One of the things I loved about Turkish cuisine was that despite the typically bland names of the dishes, they would be exquisitely delicious. Eggplant in tomato sauce (patlican soslu)? It wasn’t boring at all! It probably only had a few simple ingredients, but it tickled my palate and make me want to eat more. Divine!
While not Turkish, this is one of those incredibly delicious and flavourful meals where simple ingredients make something special. But the name of the dish is completely lackluster and almost puts me to sleep. Eggs poached in tomato sauce? Um, yeah, no thanks…. I am so glad I tried it, though, because it is easy, healthy and delicious. Of course, the reason I tried it was based on its high praise from the Smitten Kitchen, who was inspired from the Martha Show.
I tinkered with Deb’s recipe a bit because I couldn’t find cans of tomato puree and simply chopped up canned whole tomatoes and added in a tablespoon of tomato paste to thicken it a bit. I originally served it as breakfast, and think it is a fabulous meal for brunch. It would also be appropriate for lunch or dinner with a side of vegetables. I certainly won’t complain if I eat this all day.
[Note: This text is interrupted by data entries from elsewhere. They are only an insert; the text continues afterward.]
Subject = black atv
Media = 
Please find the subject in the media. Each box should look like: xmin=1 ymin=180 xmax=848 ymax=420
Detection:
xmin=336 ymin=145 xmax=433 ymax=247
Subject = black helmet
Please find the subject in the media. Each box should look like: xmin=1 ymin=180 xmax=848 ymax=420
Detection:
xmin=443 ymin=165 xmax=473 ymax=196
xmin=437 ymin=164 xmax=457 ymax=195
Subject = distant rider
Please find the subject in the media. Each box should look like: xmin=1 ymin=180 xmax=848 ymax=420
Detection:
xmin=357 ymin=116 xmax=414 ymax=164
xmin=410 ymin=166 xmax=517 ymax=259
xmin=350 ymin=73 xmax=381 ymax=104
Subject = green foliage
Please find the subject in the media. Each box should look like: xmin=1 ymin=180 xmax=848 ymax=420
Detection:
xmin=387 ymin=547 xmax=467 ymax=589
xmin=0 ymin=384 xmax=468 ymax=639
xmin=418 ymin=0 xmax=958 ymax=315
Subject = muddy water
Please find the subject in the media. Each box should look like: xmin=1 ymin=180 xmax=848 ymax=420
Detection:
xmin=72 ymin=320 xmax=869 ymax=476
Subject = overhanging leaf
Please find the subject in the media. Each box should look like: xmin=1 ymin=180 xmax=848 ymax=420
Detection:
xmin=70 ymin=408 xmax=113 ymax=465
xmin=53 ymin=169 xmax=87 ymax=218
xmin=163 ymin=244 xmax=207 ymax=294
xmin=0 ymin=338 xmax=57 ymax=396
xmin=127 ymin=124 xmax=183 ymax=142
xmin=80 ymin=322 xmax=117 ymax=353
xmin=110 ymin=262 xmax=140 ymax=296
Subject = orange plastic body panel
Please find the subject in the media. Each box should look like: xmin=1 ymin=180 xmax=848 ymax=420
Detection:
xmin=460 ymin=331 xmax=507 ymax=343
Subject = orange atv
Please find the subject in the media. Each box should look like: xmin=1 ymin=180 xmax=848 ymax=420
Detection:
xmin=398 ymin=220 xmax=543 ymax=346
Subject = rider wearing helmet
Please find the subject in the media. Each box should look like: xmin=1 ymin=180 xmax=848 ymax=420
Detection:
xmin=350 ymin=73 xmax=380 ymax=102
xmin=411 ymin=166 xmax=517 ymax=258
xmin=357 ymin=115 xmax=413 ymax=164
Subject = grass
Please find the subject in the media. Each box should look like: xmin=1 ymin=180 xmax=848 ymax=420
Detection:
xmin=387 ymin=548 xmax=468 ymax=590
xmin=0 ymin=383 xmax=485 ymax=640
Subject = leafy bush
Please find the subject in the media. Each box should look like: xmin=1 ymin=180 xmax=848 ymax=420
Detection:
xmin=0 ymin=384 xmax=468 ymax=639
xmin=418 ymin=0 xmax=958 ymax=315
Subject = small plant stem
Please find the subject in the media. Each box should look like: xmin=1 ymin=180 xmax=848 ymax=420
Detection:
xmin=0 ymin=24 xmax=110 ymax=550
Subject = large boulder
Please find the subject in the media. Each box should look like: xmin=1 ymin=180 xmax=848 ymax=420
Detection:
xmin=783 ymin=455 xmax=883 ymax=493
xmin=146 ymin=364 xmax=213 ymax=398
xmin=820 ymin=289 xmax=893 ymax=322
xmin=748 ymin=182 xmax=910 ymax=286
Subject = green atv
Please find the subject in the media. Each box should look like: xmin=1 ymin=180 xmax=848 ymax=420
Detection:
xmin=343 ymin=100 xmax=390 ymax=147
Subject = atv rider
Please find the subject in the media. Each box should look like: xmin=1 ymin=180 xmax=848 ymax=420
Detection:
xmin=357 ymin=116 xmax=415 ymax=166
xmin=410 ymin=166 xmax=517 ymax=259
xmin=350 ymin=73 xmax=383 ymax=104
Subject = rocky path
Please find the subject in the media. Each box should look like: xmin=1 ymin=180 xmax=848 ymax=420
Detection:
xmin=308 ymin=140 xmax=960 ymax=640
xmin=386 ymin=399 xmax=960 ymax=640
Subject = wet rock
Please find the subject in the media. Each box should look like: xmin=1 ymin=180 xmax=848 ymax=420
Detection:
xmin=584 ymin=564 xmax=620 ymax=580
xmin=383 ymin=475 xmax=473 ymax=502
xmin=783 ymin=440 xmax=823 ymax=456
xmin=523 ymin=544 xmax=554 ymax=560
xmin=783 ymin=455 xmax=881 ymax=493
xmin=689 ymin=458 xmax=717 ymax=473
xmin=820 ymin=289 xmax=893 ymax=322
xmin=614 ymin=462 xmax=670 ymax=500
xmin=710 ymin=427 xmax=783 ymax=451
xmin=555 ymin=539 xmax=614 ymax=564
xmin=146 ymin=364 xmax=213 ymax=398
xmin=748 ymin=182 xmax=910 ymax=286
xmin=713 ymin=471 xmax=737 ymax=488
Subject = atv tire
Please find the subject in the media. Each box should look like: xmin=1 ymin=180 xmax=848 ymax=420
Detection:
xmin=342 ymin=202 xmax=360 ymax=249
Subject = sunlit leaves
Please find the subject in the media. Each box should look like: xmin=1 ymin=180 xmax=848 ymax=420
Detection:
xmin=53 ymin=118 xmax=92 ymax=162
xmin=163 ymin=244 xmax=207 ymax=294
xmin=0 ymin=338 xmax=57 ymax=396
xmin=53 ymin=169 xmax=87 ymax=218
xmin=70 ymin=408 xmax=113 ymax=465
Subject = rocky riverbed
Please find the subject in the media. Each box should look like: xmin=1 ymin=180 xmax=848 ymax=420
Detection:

Eggs Poached in Tomato Sauce
14 ounces can whole tomatoes (chopped), including juice (I pulled a half can of whole tomatoes and juice from the freezer, and I think it was Italian style – feel free to add oregano, basil, etc, as well)
1 tbsp tomato paste
1 tablespoon olive oil
1 clove garlic, minced
Big pinch of sugar
Pinch of crushed red pepper flakes
Coarse salt and freshly ground pepper
Glug of red wine (optional)
4 large eggs
4 slices toasted country bread, for serving
1. In a small skillet, heat olive oil over medium-high heat. Add garlic and crushed red pepper; cook, stirring, until lightly browned, about 1 minute. Add tomatoes with juice and tomato paste and bring to a boil; season with sugar, salt and pepper. Reduce heat to a simmer and cook for 20-30 minutes. A few minutes before it’s done, feel free to add a glug of red wine (I forgot it and it was delicious without it!) and let it simmer for a moment.
2. Gently crack eggs one at a time into a cup or mug, and then drop each individually into the tomato mixture. Cover, and let cook 5 minutes. Remove skillet from heat, uncover, and let stand 2 to 3 minutes.
3. Transfer each egg to a piece of toast. Spoon over sauce and season with salt and pepper; serve immediately.